Perhaps it was that in which she locked up her heart and her feelings” (18). Dowell describes Lenora as normal, which to him connotes a sense of coldness, boredom, and lack of passion. In fact, this is a delusion caused by Dowell’s ignorance to female assertiveness because he finds it threatening. Calm collectivity is a mask Lenora wears, when in reality her power and her passion attempt equal and oppose that of the adulteresses in the novel, in order to regain control over her husband’s relationship. According to Maslow’s Hierarchy of Needs, a person’s love and esteem needs must be met before they become self-actualized. This includes friendship, family, confidence, respect for others and respect by others.
While Leonora has a sureness in her actions that suggests confidence, she is little respected by others, especially Edward, who attempts to “preserve the virginity of his wife’s thoughts” (32), when in truth he is disrespecting her and breaking her down slowly. In her instinctual attempt to become a self-actualized being, Leonora gears her actions toward maintaining her relationships and hoping that love will return into her life. While she is tempted to “cause the horrors and pains of public scandals” (105), she focuses on suppressing her hate and managing the world around her not only because “she had been drilled– in her tradition, in her upbringing—to keep her mouth shut” (105), but also because “she [has] the vague, passionate idea that, when Edward had exhausted a number of other types of women he must turn to her. Why should not her type have its turn in his heart?” (107). Her wish is to prove that, “in an unfaithful world one Catholic woman had succeeded in retaining the fidelity of her husband” (110). Throughout this novel of intertwined relationships, dishonesty, and deceit, Lenora remains completely committed to controlling ever aspect of her husband’s life in the hope that one day he will return to her.
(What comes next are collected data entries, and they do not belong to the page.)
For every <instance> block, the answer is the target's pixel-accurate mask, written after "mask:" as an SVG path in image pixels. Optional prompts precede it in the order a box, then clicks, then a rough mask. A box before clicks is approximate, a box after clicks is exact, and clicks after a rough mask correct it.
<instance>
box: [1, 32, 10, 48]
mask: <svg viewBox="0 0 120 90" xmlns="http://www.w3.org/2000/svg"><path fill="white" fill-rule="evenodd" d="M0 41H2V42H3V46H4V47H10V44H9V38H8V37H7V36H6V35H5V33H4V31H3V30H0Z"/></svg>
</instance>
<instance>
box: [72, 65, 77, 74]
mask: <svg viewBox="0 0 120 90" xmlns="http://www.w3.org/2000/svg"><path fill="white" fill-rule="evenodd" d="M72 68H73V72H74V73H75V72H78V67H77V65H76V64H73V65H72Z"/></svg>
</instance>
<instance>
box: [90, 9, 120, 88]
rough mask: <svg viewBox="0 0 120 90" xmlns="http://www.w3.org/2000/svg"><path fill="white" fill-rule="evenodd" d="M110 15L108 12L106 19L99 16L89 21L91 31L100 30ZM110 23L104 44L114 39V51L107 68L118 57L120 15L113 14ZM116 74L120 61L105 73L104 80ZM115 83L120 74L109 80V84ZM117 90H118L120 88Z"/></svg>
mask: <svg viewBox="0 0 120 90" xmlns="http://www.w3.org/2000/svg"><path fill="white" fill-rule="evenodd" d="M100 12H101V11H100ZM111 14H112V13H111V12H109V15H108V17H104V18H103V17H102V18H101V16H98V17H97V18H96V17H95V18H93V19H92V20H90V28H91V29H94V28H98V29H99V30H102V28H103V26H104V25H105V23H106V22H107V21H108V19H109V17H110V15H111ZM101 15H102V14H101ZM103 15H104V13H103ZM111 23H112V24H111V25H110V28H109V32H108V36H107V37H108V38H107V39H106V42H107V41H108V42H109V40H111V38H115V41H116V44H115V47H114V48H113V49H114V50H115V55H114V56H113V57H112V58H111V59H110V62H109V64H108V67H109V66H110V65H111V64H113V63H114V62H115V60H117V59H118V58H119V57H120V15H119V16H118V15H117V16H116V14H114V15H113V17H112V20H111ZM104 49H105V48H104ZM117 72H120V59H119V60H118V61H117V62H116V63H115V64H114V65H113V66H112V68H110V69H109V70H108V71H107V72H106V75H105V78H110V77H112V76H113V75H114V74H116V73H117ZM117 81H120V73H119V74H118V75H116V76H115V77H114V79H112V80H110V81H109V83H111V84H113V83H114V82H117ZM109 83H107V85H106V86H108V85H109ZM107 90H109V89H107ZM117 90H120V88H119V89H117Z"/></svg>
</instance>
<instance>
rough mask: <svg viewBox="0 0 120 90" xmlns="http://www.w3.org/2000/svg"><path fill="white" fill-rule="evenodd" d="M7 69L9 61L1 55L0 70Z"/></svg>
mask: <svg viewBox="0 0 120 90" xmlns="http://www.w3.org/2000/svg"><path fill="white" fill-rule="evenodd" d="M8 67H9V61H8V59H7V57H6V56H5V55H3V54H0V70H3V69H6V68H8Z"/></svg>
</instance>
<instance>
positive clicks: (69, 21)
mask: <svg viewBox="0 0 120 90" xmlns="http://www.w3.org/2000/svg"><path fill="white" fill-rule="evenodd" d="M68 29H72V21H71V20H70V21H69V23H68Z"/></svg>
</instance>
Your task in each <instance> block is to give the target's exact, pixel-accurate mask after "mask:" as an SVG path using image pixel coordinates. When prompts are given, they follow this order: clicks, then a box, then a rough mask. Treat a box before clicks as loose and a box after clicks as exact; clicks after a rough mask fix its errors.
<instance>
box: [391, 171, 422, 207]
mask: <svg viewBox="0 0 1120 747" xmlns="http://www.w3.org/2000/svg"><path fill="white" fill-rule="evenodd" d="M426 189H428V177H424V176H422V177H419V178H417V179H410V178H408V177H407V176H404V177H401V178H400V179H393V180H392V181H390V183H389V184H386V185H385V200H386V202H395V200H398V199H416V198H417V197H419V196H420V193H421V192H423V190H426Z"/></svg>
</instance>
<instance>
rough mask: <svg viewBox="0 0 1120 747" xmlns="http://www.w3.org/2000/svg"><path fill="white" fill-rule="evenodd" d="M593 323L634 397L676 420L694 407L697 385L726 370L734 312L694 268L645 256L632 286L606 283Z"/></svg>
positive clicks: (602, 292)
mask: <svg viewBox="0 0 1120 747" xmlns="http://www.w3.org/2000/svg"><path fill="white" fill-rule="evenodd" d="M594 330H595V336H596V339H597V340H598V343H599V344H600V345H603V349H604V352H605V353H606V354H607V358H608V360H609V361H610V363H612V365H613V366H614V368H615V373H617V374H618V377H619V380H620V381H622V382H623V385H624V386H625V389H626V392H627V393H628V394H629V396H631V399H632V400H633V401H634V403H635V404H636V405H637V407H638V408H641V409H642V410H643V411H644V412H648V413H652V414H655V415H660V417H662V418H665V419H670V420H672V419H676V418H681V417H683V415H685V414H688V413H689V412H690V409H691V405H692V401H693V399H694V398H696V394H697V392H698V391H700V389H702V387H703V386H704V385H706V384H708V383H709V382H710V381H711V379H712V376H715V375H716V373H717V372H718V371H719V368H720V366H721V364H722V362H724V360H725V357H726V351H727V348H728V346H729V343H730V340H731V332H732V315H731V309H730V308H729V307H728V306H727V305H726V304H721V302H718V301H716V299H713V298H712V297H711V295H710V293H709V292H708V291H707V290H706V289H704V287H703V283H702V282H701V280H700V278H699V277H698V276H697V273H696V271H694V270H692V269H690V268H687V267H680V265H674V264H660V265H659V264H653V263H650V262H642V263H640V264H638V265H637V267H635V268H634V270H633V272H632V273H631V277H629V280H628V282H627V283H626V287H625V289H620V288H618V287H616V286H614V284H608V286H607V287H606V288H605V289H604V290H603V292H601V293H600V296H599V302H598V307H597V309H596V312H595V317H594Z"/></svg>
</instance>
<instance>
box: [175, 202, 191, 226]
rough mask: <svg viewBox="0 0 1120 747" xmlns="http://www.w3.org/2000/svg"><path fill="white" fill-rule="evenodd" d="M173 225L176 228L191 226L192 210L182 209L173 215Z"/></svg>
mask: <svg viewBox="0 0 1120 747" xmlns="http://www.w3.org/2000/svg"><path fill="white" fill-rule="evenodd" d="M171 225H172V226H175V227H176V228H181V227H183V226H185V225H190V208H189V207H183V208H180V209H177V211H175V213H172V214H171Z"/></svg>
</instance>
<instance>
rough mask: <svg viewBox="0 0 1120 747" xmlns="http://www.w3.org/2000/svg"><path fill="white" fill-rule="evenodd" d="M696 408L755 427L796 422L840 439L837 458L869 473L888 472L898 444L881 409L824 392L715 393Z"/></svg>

While this novel makes it, “impossible to believe in the permanence of a man’s or woman’s love” (67), Lenora is simply looking for love, something that every human craves. In her desire for this love, she attempts to calm and hide her own emotions by dealing with the affairs of others. But what began as deep love for Edward was driven to passionate hate by her basic need for acceptance, and his refusal to give it to her. By concerning herself with every detail of the life of her husband and all of his adulteresses, Leonora has, instead of getting her husband back, driven him to death because she is overly-controlling. As Dowell states, “All women are riddles” (13).